Wang C, Anastasio N, Popov V, Leday A, Johnson K M
Department of Pharmacology and Toxicology, University of Texas Medical Branch, Galveston, TX 77555-1031, USA.
Neuroscience. 2004;125(2):473-83. doi: 10.1016/j.neuroscience.2004.02.003.
Perinatal administration of the N-methyl-Dd-aspartate (NMDA) receptor antagonist phencyclidine (PCP) has been reported to produce regionally selective apoptotic cell death in the frontal cortex. The development of certain behavioral abnormalities following PCP treatment suggested that extracortical regions such as the striatum also could be affected. In this study, perinatal PCP treatment caused a marked reduction in striatal, but not hippocampal, staining for polysialic acid-neural cell adhesion molecule (PSA-NCAM), an NMDA-regulated molecule important in synaptogenesis. In order to isolate striatal influences to the cortex, this investigation was continued in vitro using corticostriatal slices. For these experiments we cultured coronal corticostriatal slices from postnatal day 7 rats. After 4 days in vitro, PCP was added for 48 h and then washed out for 24 h before harvesting the tissue. Similar to what was observed in vivo, we found that PCP treatment results in a marked reduction in striatal staining for PSA-NCAM. No change was observed in the mature form of NCAM. In striatal synaptoneurosomes, immunoblot analysis confirmed that the levels of PSA-NCAM and synaptophysin, a molecule often used as a marker of synaptogenesis, were substantially down-regulated by PCP. These effects were prevented by M40403, a superoxide dismutase mimetic that also prevented the PCP-induced terminal dUTP nick-end labeling of DNA fragments that was observed selectively in the cortex. These data suggest that PCP causes cell death by apoptosis selectively in the cortex, but not in the striatum, following either in vivo treatment of perinatal rat pups or in vitro treatment of corticostriatal slices. Further, cortical apoptosis induced by PCP negatively impacts striatal synaptogenesis, a process important in normal neural development. This deficit is probably caused by a reduction in corticostriatal neurotransmission. It is possible that the dysregulation of striatal synaptogenesis contributes to the behavioral abnormalities observed following perinatal PCP administration in vivo.

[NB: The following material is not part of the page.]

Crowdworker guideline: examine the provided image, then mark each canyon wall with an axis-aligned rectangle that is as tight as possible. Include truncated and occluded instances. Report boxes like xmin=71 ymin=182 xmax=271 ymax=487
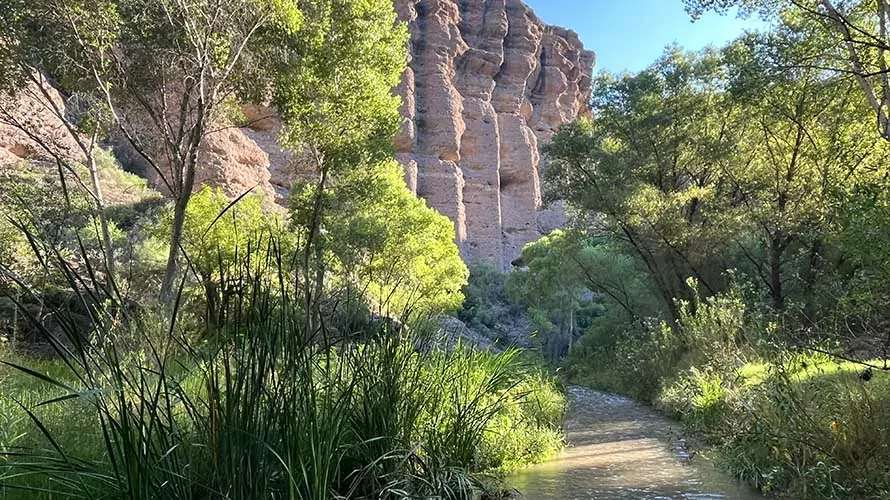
xmin=395 ymin=0 xmax=594 ymax=269
xmin=0 ymin=0 xmax=594 ymax=269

据报道,围产期给予N-甲基-D-天冬氨酸(NMDA)受体拮抗剂苯环己哌啶(PCP)会在额叶皮质产生区域选择性凋亡性细胞死亡。PCP治疗后某些行为异常的出现表明,纹状体等皮质外区域也可能受到影响。在本研究中,围产期PCP治疗导致纹状体中多唾液酸神经细胞黏附分子(PSA-NCAM,一种在突触形成中起重要作用的NMDA调节分子)的染色显著减少,但海马体中未出现这种情况。为了分离纹状体对皮质的影响,本研究继续在体外使用皮质纹状体切片进行。对于这些实验,我们培养了出生后第7天大鼠的冠状皮质纹状体切片。在体外培养4天后,加入PCP处理48小时,然后在收获组织前冲洗24小时。与体内观察到的情况相似,我们发现PCP处理导致纹状体中PSA-NCAM的染色显著减少。未观察到NCAM成熟形式的变化。在纹状体突触小体中,免疫印迹分析证实,PCP使PSA-NCAM和突触素(一种常用作突触形成标志物的分子)的水平大幅下调。超氧化物歧化酶模拟物M40403可预防这些效应,它还能预防PCP诱导的DNA片段末端脱氧尿苷三磷酸缺口末端标记,这种标记在皮质中被选择性观察到。这些数据表明,无论是对围产期幼鼠进行体内治疗,还是对皮质纹状体切片进行体外治疗,PCP都会选择性地在皮质而非纹状体中通过凋亡导致细胞死亡。此外,PCP诱导的皮质凋亡对纹状体突触形成产生负面影响,而突触形成在正常神经发育中很重要。这种缺陷可能是由皮质纹状体神经传递减少引起的。纹状体突触形成失调可能导致围产期在体内给予PCP后观察到的行为异常。